Here’s a weird detail about that: Kid Rock actually mis-pronounces slurs on this album. First, in “Fist of Rage”, I think he says “Figgits”. In “Fuck Off” he pronounces it “Faygits”. In “Where U At?”, he makes an explicit reference to Ayn Rand. That’s not related to the slurs or pronunciation, but it’s pretty fitting that Kid Rock can make literary references while not correctly pronouncing the words he uses to insult people.
The most notable situation where this happens is on the final track, where he pronounces the “N” word a “nyainger.” I like to think Kid Rock wrote the line in a cocaine binge, thought “I’m Kid Rock(3)! I can say and do anything!”, then got to the recording studio and realized what he’d done mid-line. And then they kept it for the sake of iambic pentameter. I like to think Kids Rock just lives a life full of understanding and misusing literature.
Alsop, I keep hearing one lyric as “I got love for my honkies”, and I’m not even going to check up on that because the actual lyric is probably something more alarming.
On a more positive note: did you know that Kid Rock invented modern hip hop? It’s true. Third single/obligatory ballad “Only God Knows Why” tackles the following points:
Fame has isolated me and made me paranoid about my friends’ intentions.
It turns out a pile of money does not cure depression.
I will sing through a vocoder because sad emotions are alien to me, so I should sound like a sad alien robot on this song.
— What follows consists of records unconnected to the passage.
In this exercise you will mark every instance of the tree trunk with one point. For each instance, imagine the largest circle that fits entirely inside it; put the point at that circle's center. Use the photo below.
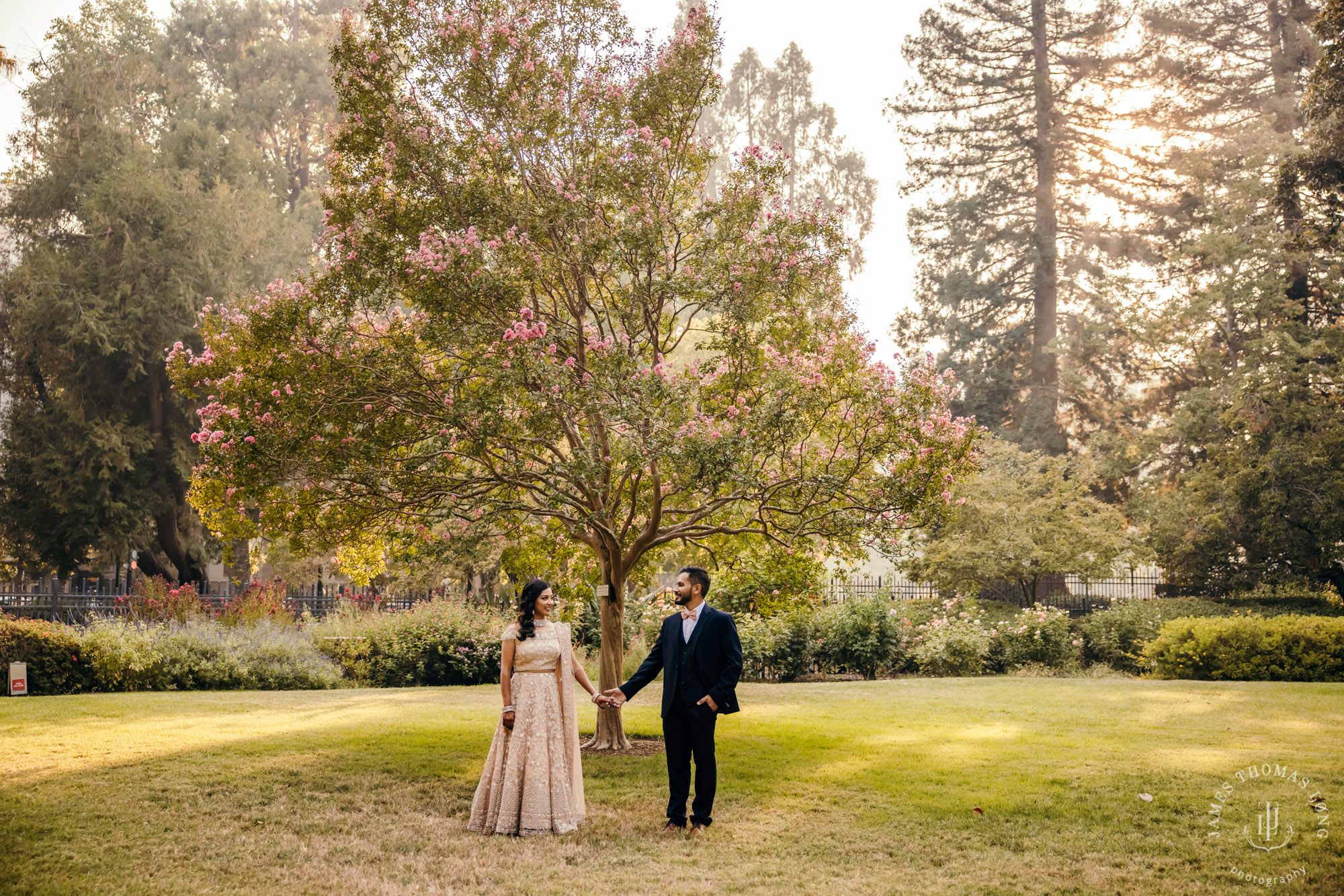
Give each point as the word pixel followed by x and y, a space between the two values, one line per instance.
pixel 239 568
pixel 611 730
pixel 1286 60
pixel 1040 427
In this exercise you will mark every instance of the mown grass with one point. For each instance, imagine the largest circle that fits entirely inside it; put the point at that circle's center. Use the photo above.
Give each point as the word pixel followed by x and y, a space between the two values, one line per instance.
pixel 842 788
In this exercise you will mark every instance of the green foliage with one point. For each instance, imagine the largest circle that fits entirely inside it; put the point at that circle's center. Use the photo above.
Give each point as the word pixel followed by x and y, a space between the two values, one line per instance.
pixel 1284 648
pixel 155 601
pixel 773 107
pixel 1038 636
pixel 1260 471
pixel 532 312
pixel 1009 237
pixel 53 652
pixel 259 602
pixel 782 647
pixel 123 658
pixel 146 185
pixel 437 643
pixel 205 656
pixel 769 580
pixel 862 635
pixel 1025 517
pixel 954 643
pixel 1118 636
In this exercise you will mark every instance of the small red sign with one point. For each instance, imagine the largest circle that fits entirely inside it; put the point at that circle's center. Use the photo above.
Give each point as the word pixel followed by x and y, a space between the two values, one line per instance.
pixel 18 679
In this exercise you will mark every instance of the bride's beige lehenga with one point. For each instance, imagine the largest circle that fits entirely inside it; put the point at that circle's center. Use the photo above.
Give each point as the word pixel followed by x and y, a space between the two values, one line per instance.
pixel 533 781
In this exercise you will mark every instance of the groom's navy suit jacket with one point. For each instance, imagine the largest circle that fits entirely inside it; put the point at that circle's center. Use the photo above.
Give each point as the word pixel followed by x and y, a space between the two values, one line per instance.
pixel 716 662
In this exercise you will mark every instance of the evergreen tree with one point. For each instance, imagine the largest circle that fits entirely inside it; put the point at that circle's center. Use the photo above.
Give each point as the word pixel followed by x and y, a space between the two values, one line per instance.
pixel 1253 456
pixel 1228 77
pixel 144 189
pixel 1009 124
pixel 775 107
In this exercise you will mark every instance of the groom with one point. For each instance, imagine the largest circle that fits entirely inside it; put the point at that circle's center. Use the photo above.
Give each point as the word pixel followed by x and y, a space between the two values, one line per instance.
pixel 701 659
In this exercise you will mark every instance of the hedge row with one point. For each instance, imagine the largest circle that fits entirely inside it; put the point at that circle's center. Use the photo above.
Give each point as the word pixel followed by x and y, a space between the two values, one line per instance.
pixel 1251 649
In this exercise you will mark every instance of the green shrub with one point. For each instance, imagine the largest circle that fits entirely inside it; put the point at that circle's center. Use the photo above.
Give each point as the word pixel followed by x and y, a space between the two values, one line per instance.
pixel 123 656
pixel 862 635
pixel 437 643
pixel 1251 649
pixel 155 601
pixel 1040 636
pixel 260 602
pixel 778 648
pixel 1118 636
pixel 52 651
pixel 952 644
pixel 202 655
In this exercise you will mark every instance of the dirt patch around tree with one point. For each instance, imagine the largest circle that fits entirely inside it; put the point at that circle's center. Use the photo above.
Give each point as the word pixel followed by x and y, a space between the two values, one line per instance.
pixel 639 748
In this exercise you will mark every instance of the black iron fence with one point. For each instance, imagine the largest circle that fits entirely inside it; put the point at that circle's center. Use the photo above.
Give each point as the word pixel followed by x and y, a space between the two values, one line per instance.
pixel 1068 592
pixel 69 601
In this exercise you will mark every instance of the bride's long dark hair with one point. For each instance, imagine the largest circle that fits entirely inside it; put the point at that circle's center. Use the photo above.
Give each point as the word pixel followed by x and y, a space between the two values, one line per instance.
pixel 528 608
Replace “vocoder” with “autotune”, and you have the entire Drake discography a decade ahead of time. It’s ironic that Kid Rock has become more of a straight-ahead country singer in the decades since, because he absolutely deserves credit as a progenitor of one of the dominant trends in popular music. On the other hand, it’s good to see black artists steal from a white artist without attribution.
It would be too easy to cast stones at an album from a music genre that even its creator has outgrown, so I will say this: the music holds up. Strictly the music. The stuff that doesn’t involve words or Kid Rock’s generic flow. I bet an instrumental version of this album could mostly soundtrack a frat party while making people feel only vaguely threatened.
Some day there will be a TV show about a rock star as he lives through rapid social changes throughout a tumultuous decade in American history, and, it will be set in 1998 and starring a Kid Rock-esque character. It will be White Trash Mad Men but ending with a big, brash country music finale(4).
(I would very much watch that show.)
Footnotes:
It’s safe to assume they’re muddled metaphors for fucking, though.
I’m using “midget” because no way Kid Rock himself would use the preferred “little person”.
All impressions of Kid Rock should begin by shouting “I’m Kid Rock!” He says his own name enough to give you the sense he forgets occasionally.
In this analogy, Devil without a Cause is Kid Rock’s Kodak Carousel pitch. Pamela Anderson is his Megan Calvet. Scott Stapp is Ted Chaough.